Des dépenses nouvelles sont prises en charge en 2011 : la gestion du parking rue Mandela, la prestation petite enfance, l’augmentation de charges dues à la hausse de fréquentation dans les centres de loisirs et les restaurants scolaires…
Elles comprennent le remboursement du capital de la dette, les interventions sur les bâtiments publics, les travaux d’assainissement et d’aménagements de la voirie, les opérations d’aménagement…
Cette année, la municipalité a réalisé un effort particulier en matière d’aménagements urbains et d’interventions sur le logement : renouvellement urbain du centreville, résidentialisation, entretien du patrimoine locatif, extensions des écoles, nouvelle place des Droits de l’Homme, rénovations d’équipements(gymnase Jacquart, foyer Barbusse), entretien de la voirie.
Pour optimiser l’aide de 5 millions d’euros attribuée par l’ANRU et accélérer le programme de rénovation urbaine, la municipalité emprunte 3 millions d’euros.
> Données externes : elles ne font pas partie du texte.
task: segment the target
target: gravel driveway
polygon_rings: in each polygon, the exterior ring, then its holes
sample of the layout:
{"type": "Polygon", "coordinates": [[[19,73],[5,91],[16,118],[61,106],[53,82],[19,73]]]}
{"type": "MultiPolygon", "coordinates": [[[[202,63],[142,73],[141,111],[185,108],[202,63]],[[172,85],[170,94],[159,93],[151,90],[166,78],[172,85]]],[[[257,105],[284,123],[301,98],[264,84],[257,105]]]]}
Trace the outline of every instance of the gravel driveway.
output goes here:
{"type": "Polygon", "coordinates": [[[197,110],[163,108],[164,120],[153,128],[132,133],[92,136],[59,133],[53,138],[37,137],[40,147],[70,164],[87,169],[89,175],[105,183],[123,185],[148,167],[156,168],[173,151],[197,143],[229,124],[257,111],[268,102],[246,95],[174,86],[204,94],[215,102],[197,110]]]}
Une somme minime à l’échelle des finances tremblaysiennes. En effet, la politique de désendettement menée par la municipalité a divisé l’endettement par huit en 10 ans : de 40,7 millions d’euros en 2000 à 5,5 millions en 2011. La municipalité emprunte donc 3 millions d’euros sans se mettre en difficulté. L’opération permet de porter l’enveloppe consacrée au renouvellement urbain de 6,3 millions d’euros en 2010 à 11 millions en 2011.